Apesar dos planos de governo de ambos os candidatos tratarem, cada um a seu modo e com diferente profundidade, de propostas para as questões socioambientais da cidade, considera-se preocupante o vácuo observado em relação à discussão de tais propostas durante o debate e entrevista de segundo turno, mesmo ante as diversas evidências científicas sobre a importância desta temática, entre elas a de emergência climática global, tema de destaque e amplamente difundido durante os preparativos para a Cúpula do Clima 2020, e a disponibilização de manuais e instrumentos capazes de contribuir para a sua abordagem, como exemplo, o Guia para Cidades Sustentáveis: eleições 2020, produzido pelos pesquisadores do Centro de Síntese Cidades Globais do Instituto de Estudos Avançados da Universidade de São Paulo (IEA-USP).
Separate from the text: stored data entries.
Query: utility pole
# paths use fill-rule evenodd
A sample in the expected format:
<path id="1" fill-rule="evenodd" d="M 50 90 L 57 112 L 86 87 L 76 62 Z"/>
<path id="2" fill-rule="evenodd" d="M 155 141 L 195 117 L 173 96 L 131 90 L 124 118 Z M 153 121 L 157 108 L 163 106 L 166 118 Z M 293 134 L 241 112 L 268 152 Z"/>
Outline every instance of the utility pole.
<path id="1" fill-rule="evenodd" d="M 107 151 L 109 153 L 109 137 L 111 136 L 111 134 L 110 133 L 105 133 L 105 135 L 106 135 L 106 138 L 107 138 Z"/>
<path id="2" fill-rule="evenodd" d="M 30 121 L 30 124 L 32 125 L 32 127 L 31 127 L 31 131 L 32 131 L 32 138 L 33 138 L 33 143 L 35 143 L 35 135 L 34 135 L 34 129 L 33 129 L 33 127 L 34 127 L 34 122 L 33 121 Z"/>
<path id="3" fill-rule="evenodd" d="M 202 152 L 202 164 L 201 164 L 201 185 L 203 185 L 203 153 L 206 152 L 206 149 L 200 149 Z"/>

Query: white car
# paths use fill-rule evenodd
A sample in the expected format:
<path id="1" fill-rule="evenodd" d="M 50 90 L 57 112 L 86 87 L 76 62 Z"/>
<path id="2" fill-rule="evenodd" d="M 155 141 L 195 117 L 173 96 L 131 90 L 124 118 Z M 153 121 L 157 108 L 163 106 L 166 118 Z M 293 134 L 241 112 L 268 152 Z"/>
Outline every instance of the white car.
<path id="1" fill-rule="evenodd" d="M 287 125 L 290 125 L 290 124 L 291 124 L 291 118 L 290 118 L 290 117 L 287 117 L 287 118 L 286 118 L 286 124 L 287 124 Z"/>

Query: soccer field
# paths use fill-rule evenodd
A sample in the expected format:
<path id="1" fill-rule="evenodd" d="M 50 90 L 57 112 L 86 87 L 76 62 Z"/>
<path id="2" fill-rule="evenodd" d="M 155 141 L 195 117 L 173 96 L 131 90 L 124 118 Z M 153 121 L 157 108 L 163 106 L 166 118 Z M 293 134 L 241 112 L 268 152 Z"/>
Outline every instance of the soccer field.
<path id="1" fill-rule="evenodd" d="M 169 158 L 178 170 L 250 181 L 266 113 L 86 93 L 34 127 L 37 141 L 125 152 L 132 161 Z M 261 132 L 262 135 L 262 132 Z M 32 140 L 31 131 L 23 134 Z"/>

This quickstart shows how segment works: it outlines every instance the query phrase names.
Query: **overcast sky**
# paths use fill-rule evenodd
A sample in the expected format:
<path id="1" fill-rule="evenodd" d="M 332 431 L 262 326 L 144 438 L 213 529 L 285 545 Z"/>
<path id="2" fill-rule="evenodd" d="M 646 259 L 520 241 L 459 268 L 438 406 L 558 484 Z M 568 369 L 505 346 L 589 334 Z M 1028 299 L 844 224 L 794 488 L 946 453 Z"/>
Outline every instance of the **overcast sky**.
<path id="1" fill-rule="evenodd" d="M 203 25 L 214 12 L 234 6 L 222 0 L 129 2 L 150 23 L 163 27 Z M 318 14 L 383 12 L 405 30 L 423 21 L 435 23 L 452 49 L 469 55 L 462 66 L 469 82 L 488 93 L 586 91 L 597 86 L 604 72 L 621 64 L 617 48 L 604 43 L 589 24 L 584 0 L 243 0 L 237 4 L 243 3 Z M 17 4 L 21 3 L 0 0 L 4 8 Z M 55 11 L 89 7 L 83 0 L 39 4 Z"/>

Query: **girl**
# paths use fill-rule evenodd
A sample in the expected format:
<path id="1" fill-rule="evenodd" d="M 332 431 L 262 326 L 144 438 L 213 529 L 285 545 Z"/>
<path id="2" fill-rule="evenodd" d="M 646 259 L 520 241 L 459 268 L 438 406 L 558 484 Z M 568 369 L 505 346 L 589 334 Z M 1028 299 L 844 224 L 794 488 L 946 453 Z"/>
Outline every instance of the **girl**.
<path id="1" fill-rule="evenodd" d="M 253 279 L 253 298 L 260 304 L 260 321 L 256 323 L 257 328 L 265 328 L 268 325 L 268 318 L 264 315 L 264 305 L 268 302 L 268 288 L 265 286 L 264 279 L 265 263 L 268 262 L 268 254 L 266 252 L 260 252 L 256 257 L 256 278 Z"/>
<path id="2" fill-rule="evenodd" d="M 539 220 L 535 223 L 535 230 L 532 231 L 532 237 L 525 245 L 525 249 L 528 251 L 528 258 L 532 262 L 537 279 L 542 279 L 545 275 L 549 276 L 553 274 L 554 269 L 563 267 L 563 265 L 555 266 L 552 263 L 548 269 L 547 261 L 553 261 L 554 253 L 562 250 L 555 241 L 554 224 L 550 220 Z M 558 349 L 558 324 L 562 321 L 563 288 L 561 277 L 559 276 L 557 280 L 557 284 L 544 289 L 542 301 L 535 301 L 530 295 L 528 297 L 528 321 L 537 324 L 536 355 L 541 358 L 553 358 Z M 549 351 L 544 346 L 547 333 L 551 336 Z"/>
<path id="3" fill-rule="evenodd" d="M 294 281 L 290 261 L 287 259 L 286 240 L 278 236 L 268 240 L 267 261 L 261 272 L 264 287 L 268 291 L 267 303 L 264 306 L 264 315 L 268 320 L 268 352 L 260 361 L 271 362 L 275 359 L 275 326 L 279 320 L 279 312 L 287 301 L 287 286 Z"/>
Assim como diferentes governos locais ao redor do mundo, o município de São Paulo enfrenta sérios desafios para a promoção da qualidade de vida de seus habitantes, em um contexto de busca pelo desenvolvimento sustentável, onde haja uma relação equilibrada e não predatória entre sociedade humana e natureza – da qual a primeira também é integrante e sem a qual fica impossibilitada de viver. Como uma grande cidade, São Paulo produz grandes impactos ambientais, sendo este um dos motivos que a torna central para a promoção da sustentabilidade por meio da reversão deste quadro.

Alguns desafios enfrentados pelo município de São Paulo hoje são a diminuição da poluição atmosférica produzindo melhoria da qualidade do ar e a redução do aquecimento global – segundo o Instituto Saúde e Sustentabilidade a poluição atmosférica é responsável por 4.700 mortes ao ano na cidade de São Paulo, consideradas com as 17 mil mortes no Estado de São Paulo, ultrapassam o número de mortes por homicídios, acidentes de trânsito, AIDS, câncer de mama e de próstata. O não atendimento, seja por políticas públicas ou pelo mercado imobiliário, de cidadãos sem habitação, situação que tem como resultado ocupações irregulares, como em áreas de proteção ambiental, mananciais e represas, que geram impactos ambientais contribuindo para a insegurança hídrica da cidade – segundo dados divulgados pela Folha de S. Paulo, em 2019, 474 mil moradias populares eram necessárias em São Paulo para equacionar a questão habitacional, havendo uma demanda registrada de mais de 1 milhão de cidadãos, também estimava-se que 391 mil domicílios ou 2 milhões de cidadãos viviam em favelas ou cortiços. Em um cenário de mudanças climáticas, que impactam nas alterações dos regimes e intensidade de chuvas, a cidade de São Paulo sofre, segundo alguns especialistas, tanto com o risco de uma nova crise hídrica, em 2021, quanto com o aumento da intensidade das anuais enchentes, estas últimas que, entre outros impactos, deixam pessoas desabrigadas e contribuem para o aprofundamento da pobreza e da desigualdade.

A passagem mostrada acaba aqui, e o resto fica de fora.